Jupyter notebooks and materials for in-class lab demonstrations and exercises.
We recommend setting up a dedicated computing environment for this class using conda. You can set up this conda environment locally or on the PNI server (i.e. scotty). To log onto the PNI server, connect to the Princeton VPN and use ssh
from the command line with your username/password; e.g. ssh [email protected]
(let the instructor know if you've never done this before). In the first step, we'll install miniconda in your home directory. If you already have a working conda installation, you can skip this step.
If you're on a Windows machine, use PowerShell, Cygwin, PuTTY, or Windows Subsystem for Linux to log onto the PNI server, then proceed to the following Linux instructions.
If you're on a Linux machine (e.g. the PNI server), use the following:
cd ~
wget https://repo.anaconda.com/miniconda/Miniconda3-latest-Linux-x86_64.sh
bash Miniconda3-latest-Linux-x86_64.sh
If you're on a Mac, use the following instead:
cd ~
curl https://repo.anaconda.com/miniconda/Miniconda3-latest-MacOSX-x86_64.sh -o Miniconda3-latest-MacOSX-x86_64.sh
bash Miniconda3-latest-MacOSX-x86_64.sh
Next, we'll create a conda environment for the class and activate that environment.

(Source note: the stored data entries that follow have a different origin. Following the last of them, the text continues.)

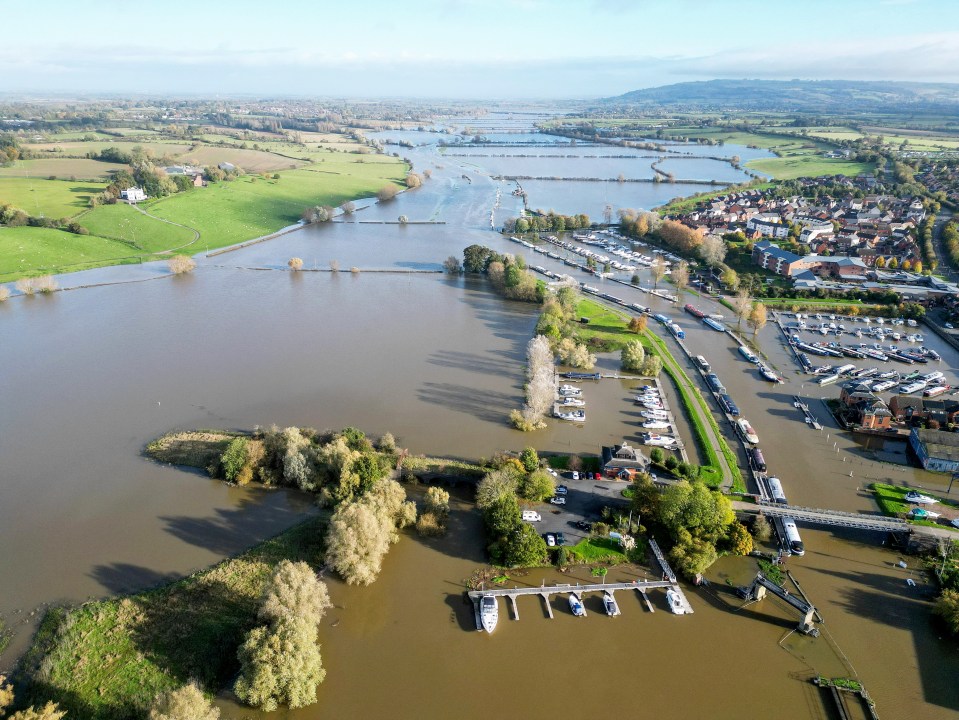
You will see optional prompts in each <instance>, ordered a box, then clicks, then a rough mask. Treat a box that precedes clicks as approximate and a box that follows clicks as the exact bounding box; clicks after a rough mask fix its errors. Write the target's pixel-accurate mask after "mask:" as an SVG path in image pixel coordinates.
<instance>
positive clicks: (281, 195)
mask: <svg viewBox="0 0 959 720" xmlns="http://www.w3.org/2000/svg"><path fill="white" fill-rule="evenodd" d="M345 157H356V156H345ZM375 158H376V160H377V162H370V163H364V164H360V163H356V162H352V163H340V164H336V165H332V164H330V165H331V171H330V172H322V171H318V170H315V167H316V166H311V167H310V168H304V169H300V170H291V171H288V172H284V173H282V175H281V177H280V179H279V180H269V181H267V180H263V179H262V178H256V177H242V178H240V179H238V180H236V181H234V182H223V183H216V184H212V185H209V186H208V187H206V188H203V189H202V190H196V191H193V192H188V193H182V194H179V195H172V196H170V197H168V198H163V199H161V200H158V201H156V202H152V203H147V204H146V205H145V207H146V209H147V210H148V211H149V212H150V213H152V214H154V215H157V216H158V217H162V218H166V219H168V220H172V221H174V222H178V223H182V224H183V225H187V226H189V227H192V228H196V229H197V230H198V231H199V232H200V241H199V243H198V244H197V247H198V248H202V249H207V248H209V249H213V248H218V247H224V246H226V245H232V244H234V243H238V242H242V241H244V240H250V239H251V238H255V237H258V236H260V235H266V234H268V233H271V232H274V231H276V230H279V229H280V228H282V227H285V226H286V225H291V224H293V223H295V222H297V221H298V220H299V219H300V214H301V213H302V211H303V209H304V208H306V207H308V206H310V205H332V206H336V205H339V204H341V203H343V202H345V201H346V200H350V199H353V198H357V197H364V196H371V195H374V194H375V193H376V191H377V190H378V189H379V188H381V187H383V185H386V184H387V183H390V182H395V183H399V180H400V178H402V177H404V176H405V174H406V166H405V165H404V164H403V163H401V162H400V161H399V160H393V161H389V159H387V158H383V157H382V156H375ZM333 167H335V168H337V169H336V170H333V169H332V168H333Z"/></svg>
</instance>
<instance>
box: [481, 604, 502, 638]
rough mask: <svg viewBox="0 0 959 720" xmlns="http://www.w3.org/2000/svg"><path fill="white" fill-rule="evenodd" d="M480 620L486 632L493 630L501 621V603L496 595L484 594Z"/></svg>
mask: <svg viewBox="0 0 959 720" xmlns="http://www.w3.org/2000/svg"><path fill="white" fill-rule="evenodd" d="M480 622H481V623H482V625H483V629H484V630H485V631H486V632H489V633H491V632H493V631H494V630H495V629H496V623H497V622H499V605H497V603H496V596H495V595H484V596H483V597H482V598H480Z"/></svg>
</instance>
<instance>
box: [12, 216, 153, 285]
mask: <svg viewBox="0 0 959 720" xmlns="http://www.w3.org/2000/svg"><path fill="white" fill-rule="evenodd" d="M137 254H138V253H137V250H136V249H135V248H134V247H132V246H130V245H128V244H126V243H123V242H120V241H117V240H109V239H107V238H101V237H96V236H94V235H74V234H73V233H68V232H65V231H63V230H54V229H52V228H33V227H16V228H0V282H10V281H11V280H16V279H17V278H20V277H26V276H32V275H46V274H53V273H57V272H70V271H73V270H87V269H89V268H93V267H101V266H103V265H118V264H121V259H125V261H126V262H139V259H138V258H137V257H135V256H136V255H137Z"/></svg>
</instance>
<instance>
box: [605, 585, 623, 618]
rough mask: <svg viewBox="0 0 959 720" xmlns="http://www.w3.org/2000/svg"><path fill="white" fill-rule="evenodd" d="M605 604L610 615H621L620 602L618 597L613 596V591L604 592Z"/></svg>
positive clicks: (607, 591)
mask: <svg viewBox="0 0 959 720" xmlns="http://www.w3.org/2000/svg"><path fill="white" fill-rule="evenodd" d="M603 606H604V607H605V608H606V614H607V615H609V616H610V617H616V616H617V615H619V614H620V613H619V603H617V602H616V598H615V597H613V593H611V592H609V591H608V590H607V591H606V592H604V593H603Z"/></svg>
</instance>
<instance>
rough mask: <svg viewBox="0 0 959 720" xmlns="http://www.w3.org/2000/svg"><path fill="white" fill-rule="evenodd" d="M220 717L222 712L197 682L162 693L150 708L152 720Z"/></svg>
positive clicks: (175, 719)
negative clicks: (151, 707)
mask: <svg viewBox="0 0 959 720" xmlns="http://www.w3.org/2000/svg"><path fill="white" fill-rule="evenodd" d="M219 717H220V710H219V709H218V708H215V707H213V705H212V704H211V703H210V701H209V700H207V699H206V696H205V695H204V694H203V691H202V690H200V688H199V686H198V685H197V684H196V681H193V682H189V683H187V684H186V685H184V686H183V687H180V688H177V689H176V690H167V691H166V692H163V693H160V694H159V695H158V696H157V698H156V700H154V702H153V707H152V708H150V720H218V718H219Z"/></svg>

conda create --name neu502b
conda activate neu502b
Now we'll install some necessary packages (and their dependencies) into our conda environment.

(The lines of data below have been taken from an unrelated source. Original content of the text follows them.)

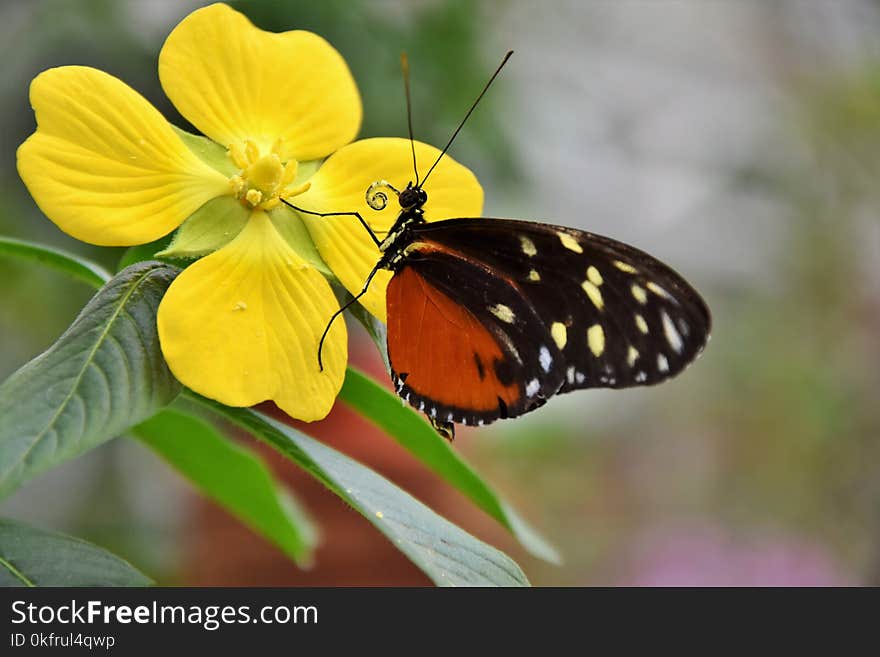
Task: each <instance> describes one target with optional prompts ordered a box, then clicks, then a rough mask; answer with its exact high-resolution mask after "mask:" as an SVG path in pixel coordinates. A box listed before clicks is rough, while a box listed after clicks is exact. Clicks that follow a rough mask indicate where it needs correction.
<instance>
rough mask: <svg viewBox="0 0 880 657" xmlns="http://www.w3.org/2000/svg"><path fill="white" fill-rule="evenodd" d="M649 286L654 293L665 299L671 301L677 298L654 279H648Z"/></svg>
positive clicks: (648, 287) (647, 284)
mask: <svg viewBox="0 0 880 657" xmlns="http://www.w3.org/2000/svg"><path fill="white" fill-rule="evenodd" d="M647 287H648V289H649V290H651V292H653V293H654V294H656V295H658V296H661V297H663V298H664V299H669V300H670V301H675V298H674V297H673V296H672V295H671V294H669V292H667V291H666V290H665V289H663V288H662V287H660V286H659V285H657V284H656V283H655V282H654V281H648V283H647Z"/></svg>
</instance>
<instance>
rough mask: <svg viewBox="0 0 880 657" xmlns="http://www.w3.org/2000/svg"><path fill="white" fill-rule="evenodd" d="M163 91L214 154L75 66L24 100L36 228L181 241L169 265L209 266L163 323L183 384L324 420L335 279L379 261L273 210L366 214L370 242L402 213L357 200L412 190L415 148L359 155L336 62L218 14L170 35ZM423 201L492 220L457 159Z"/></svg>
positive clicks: (85, 232) (471, 174) (167, 311)
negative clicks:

conda install jupyterlab scipy git matplotlib seaborn
conda install -c conda-forge gh
Later in the course, we'll install some additional packages (but don't worry about this for now); for example:
pip install nilearn
conda install -c conda-forge mne-base
conda install pytorch
Create a GitHub account at https://github.com if you don't already have one. Next, in the terminal configure git with a username and email.
git config --global user.name "Your Name"
git config --global user.email "[email protected]"
Begin authenticating with GitHub from git.
gh auth login
Select GitHub.com
, HTTPS
, Yes
and Paste an authentication token
. Then, navigate to https://github.com/settings/tokens in a browser. Click Generate new token and enter a nickname of your computer in the Note field (e.g. macbook, scotty). Set the expiration to No expiration. Click repo, read:org, and user; then, click Generate token. Copy the token and paste it into Paste your authentication token
on the command line.
On the GitHub repository page (https://github.com/NEU502B/neu502b-2024), click the Fork button at top right. Click Create fork to create a copy of the repository on your own GitHub account.
Back to the terminal: If you don't already have a directory for this class, make one (mkdir neu502b
) and navigate into it (cd neu502b
).
Now, you'll clone your own fork of the repository (specify your GitHub username below) into your class directory:
git clone https://github.com/username/neu502b-2024
cd neu502b-2024
You can download and run the notebooks on your local computer, on the PNI server, or run them on the cloud using Colab. To run the notebooks locally, navigate your terminal to your neu502b
directory and run jupyter lab
.
To run the notebooks on the server, we'll use port forwarding with an SSH tunnel to render the remote notebook in your local browser. First, log onto the server (e.g. ssh [email protected]
). We recommend starting a persistent tmux
session on the server (you can learn more about tmux
here):
tmux new -s neu502b
You'll need to (re)activate the conda environment again inside the tmux session. Now, we'll start running Jupyter in the tmux
session on the remote server (without a browser):
jupyter lab --no-browser
Next, copy the full URL output by the jupyter lab
command on the server (including the authentication token); e.g. http://localhost:8888/?token=abcdefghijklmnopqrstuv0123456789abcdefghijklmnop
Now, open a local terminal and set up an SSH tunnel using the remote port (8888
in the above example):
ssh -NL 8888:localhost:8888 [email protected]
Finally, open a browser and copy the full URL output by the jupyter lab
command into the browser's URL bar. This should render the remote Jupyter session in your local browser, allowing you to efficiently interact with notebooks on the server.
This workflow follows best practices described in the Princeton Handbook for Reproducible Neuroimaging, and more details as well as other useful tips can be found there.